In Mittelgriechenland kamen eine Frau und ein Mann ums Leben, eine weitere Frau wurde vermisst. Viele könnten ihre Häuser wegen Hochwassers nicht verlassen, teilte die Feuerwehr am Samstagmorgen mit. Mehr als 600 Menschen seien von Rettungskräften aus Wohnungen befreit oder anderweitig gerettet worden. Wegen Schäden an der Bahnstrecke wurde die Zugverbindung Athen - Thessaloniki unterbrochen.

Bilder und Videos in sozialen Medien und in griechischen Medien zeigen die Spur der Verwüstung: Umgestürzte Bäume und Strommasten, weggeschwemmte Autos, Segelboote, die von Wind und Wellen an Land gespült oder gleich im Hafen versenkt wurden. Vielerorts stehen Straßen unter Wasser. Im Laufe des Samstag passiert "Ianos" die Westküste der Insel Kreta, während es in der Nordägäis stürmisch bleibt.

Ein Medicane wie "Ianos" ist ein Sturmtief, das sich gegen Ende des Sommers im Mittelmeerraum bilden kann, wenn das Wasser dort noch hohe Temperaturen aufweist.
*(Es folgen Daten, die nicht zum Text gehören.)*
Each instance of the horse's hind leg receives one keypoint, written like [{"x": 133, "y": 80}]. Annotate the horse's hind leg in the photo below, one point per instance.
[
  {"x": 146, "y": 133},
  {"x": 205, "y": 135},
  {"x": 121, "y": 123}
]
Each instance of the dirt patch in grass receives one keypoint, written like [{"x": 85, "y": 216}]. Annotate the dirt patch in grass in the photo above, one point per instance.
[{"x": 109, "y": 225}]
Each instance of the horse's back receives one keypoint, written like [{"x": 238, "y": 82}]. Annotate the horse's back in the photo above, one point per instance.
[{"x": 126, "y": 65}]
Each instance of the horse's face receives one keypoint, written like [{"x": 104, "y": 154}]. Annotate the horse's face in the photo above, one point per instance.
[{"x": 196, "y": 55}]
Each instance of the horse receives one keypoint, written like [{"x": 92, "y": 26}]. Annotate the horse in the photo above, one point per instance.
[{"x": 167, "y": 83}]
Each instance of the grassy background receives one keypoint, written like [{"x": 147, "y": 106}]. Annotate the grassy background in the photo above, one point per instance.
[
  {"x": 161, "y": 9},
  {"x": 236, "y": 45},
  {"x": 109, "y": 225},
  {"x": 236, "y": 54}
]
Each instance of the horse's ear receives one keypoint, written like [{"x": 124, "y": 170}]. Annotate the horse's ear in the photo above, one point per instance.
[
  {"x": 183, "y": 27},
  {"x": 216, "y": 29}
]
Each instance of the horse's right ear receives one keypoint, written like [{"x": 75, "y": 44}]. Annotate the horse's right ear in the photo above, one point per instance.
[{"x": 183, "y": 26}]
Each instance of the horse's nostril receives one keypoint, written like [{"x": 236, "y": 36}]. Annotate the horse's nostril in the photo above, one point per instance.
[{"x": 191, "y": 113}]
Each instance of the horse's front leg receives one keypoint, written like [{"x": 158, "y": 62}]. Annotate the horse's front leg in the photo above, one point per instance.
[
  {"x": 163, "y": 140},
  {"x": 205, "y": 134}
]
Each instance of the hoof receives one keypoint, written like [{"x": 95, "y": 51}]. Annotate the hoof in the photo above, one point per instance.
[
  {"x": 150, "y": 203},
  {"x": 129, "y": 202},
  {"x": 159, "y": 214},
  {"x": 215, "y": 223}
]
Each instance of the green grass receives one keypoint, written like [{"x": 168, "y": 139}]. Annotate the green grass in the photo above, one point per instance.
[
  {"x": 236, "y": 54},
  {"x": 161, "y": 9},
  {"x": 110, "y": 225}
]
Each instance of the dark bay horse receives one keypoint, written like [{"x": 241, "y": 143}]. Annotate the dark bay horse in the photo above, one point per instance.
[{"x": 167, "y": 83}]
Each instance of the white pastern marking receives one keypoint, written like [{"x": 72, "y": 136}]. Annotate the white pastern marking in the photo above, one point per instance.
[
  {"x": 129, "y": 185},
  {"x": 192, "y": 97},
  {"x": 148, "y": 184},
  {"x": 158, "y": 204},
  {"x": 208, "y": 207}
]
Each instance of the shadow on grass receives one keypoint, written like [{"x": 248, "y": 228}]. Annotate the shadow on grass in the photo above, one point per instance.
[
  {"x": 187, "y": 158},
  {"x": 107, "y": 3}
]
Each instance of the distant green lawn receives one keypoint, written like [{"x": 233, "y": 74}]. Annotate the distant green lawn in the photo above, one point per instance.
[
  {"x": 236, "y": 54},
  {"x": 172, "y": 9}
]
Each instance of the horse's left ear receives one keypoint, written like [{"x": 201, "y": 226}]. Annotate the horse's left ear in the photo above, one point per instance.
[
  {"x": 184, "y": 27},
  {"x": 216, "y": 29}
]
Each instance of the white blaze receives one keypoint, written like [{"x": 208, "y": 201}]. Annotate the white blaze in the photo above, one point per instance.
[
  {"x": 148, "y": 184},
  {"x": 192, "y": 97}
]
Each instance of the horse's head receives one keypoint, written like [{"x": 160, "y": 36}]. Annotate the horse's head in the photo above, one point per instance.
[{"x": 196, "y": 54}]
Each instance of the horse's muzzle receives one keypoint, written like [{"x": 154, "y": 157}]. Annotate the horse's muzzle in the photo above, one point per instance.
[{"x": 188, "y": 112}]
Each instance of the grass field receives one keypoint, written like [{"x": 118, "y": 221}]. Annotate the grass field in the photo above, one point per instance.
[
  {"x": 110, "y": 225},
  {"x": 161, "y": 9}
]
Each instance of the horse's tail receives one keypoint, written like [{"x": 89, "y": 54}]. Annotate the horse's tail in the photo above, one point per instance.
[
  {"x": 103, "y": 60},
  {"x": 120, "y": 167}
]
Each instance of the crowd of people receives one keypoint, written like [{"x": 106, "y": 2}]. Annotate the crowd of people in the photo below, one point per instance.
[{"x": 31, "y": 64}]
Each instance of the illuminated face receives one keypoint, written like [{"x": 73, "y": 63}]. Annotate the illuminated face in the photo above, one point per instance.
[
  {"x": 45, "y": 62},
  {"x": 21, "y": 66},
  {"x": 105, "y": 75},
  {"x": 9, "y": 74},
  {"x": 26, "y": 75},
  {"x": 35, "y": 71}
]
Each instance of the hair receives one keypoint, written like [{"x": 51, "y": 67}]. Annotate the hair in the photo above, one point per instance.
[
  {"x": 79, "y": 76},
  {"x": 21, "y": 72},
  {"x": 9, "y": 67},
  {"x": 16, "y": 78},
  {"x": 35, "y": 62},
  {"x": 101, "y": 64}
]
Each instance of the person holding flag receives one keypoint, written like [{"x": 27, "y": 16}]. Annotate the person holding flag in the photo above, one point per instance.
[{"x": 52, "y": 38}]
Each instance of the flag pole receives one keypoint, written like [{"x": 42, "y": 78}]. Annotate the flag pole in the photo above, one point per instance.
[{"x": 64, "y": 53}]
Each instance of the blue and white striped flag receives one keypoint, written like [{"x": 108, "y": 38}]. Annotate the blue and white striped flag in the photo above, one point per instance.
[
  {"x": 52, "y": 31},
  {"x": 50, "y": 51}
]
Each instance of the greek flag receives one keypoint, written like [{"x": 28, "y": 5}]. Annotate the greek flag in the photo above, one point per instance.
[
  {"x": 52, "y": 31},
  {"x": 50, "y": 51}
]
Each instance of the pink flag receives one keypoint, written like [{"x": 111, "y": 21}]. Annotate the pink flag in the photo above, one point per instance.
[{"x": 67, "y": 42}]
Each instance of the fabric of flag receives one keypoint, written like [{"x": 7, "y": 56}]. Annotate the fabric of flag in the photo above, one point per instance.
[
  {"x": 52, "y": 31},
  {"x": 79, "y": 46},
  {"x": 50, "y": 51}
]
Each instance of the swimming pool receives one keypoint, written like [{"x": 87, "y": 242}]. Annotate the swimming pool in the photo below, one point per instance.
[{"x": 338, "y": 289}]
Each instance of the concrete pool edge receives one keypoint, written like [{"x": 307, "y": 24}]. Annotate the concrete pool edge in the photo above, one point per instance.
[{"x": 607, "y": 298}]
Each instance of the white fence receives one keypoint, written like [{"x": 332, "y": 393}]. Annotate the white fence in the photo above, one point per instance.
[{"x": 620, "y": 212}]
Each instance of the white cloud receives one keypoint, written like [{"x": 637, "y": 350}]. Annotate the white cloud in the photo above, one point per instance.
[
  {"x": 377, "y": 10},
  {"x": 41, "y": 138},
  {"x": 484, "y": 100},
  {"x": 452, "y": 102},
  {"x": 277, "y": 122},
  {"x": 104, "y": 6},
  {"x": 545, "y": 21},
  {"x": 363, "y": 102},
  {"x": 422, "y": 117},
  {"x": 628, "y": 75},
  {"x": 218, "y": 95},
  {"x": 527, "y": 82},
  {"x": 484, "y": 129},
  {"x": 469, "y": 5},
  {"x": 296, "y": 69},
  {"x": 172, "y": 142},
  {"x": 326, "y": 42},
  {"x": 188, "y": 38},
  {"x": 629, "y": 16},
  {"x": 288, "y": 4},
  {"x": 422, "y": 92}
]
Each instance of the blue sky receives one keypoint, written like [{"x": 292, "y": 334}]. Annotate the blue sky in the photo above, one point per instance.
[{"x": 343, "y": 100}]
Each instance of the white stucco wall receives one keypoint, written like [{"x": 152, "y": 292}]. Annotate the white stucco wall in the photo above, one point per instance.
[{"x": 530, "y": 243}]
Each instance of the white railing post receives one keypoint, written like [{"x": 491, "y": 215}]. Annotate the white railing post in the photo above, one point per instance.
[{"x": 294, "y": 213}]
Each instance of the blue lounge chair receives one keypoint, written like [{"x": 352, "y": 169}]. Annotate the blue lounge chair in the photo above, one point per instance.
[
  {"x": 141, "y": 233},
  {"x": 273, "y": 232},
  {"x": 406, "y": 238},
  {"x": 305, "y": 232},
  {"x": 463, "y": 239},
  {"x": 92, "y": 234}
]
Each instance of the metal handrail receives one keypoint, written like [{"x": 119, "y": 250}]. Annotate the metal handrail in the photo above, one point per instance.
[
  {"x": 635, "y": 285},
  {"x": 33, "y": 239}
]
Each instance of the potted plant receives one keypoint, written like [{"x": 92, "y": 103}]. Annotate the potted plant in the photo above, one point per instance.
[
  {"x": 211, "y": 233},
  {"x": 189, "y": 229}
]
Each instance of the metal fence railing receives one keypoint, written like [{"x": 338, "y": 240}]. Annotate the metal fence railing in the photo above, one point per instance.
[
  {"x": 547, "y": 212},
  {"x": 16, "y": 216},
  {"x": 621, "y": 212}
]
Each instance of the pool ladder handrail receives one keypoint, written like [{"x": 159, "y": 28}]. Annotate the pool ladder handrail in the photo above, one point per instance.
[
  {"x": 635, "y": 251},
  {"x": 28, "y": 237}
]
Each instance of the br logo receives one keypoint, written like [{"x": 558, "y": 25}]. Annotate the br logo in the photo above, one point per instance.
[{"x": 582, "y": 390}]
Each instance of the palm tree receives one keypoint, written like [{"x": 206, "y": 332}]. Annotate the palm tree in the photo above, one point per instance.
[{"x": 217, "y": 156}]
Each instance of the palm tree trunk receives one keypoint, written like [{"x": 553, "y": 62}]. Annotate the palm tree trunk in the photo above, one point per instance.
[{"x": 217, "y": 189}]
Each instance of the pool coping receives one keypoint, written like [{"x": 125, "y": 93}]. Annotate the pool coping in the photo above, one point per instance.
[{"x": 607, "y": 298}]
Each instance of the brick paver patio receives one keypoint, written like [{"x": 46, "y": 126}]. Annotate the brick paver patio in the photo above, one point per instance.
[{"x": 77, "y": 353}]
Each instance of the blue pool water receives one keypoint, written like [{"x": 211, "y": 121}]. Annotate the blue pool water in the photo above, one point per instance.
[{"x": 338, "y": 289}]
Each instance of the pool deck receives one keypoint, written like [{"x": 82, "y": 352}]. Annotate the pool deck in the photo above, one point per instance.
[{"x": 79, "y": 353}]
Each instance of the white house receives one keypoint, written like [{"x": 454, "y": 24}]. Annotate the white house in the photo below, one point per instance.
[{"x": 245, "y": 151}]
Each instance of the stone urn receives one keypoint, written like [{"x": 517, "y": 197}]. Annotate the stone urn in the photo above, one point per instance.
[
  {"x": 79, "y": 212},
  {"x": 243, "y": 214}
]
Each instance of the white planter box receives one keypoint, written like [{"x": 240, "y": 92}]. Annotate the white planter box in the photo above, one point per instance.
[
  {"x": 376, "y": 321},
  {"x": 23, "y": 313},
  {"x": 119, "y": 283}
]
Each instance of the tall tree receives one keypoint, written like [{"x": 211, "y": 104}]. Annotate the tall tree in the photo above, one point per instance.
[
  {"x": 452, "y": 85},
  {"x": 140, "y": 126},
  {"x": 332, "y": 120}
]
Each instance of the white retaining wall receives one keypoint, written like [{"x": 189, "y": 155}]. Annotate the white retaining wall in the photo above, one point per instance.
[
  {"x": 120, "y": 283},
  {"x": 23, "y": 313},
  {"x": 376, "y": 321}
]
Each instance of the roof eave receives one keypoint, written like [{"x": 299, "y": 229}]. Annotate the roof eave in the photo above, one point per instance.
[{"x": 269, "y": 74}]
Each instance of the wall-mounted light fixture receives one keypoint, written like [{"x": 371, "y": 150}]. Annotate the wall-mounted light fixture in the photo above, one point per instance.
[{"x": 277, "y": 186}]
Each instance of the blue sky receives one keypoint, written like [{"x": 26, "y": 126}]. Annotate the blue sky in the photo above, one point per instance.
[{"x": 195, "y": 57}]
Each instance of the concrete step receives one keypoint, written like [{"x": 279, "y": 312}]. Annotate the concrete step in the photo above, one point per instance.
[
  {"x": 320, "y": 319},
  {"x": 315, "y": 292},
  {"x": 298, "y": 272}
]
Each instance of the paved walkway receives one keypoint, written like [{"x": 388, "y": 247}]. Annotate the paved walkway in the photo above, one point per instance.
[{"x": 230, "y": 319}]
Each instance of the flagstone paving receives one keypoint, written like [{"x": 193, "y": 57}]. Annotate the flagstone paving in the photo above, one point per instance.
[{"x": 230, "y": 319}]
Sobald der Sturm das Festland erreicht, verliert er an Heftigkeit - in diesem Fall aber zog "Ianos" an der griechischen Westküste entlang Richtung Süden. Griechenland wird in den vergangenen Jahren verstärkt von Stürmen und Starkregen heimgesucht, oft sind Verletzte und Tote zu beklagen.

Ältere Griechen versichern, dass es solche schweren Stürme in dieser Regelmäßigkeit früher nicht gegeben habe. "Ich stand bis zu den Hüften im Wasser", sagte eine 86-Jährige dem Fernsehsender Skai in der stark betroffenen Stadt Karditsa. "Wir hatten auch früher mal Stürme, aber nie so gewaltig."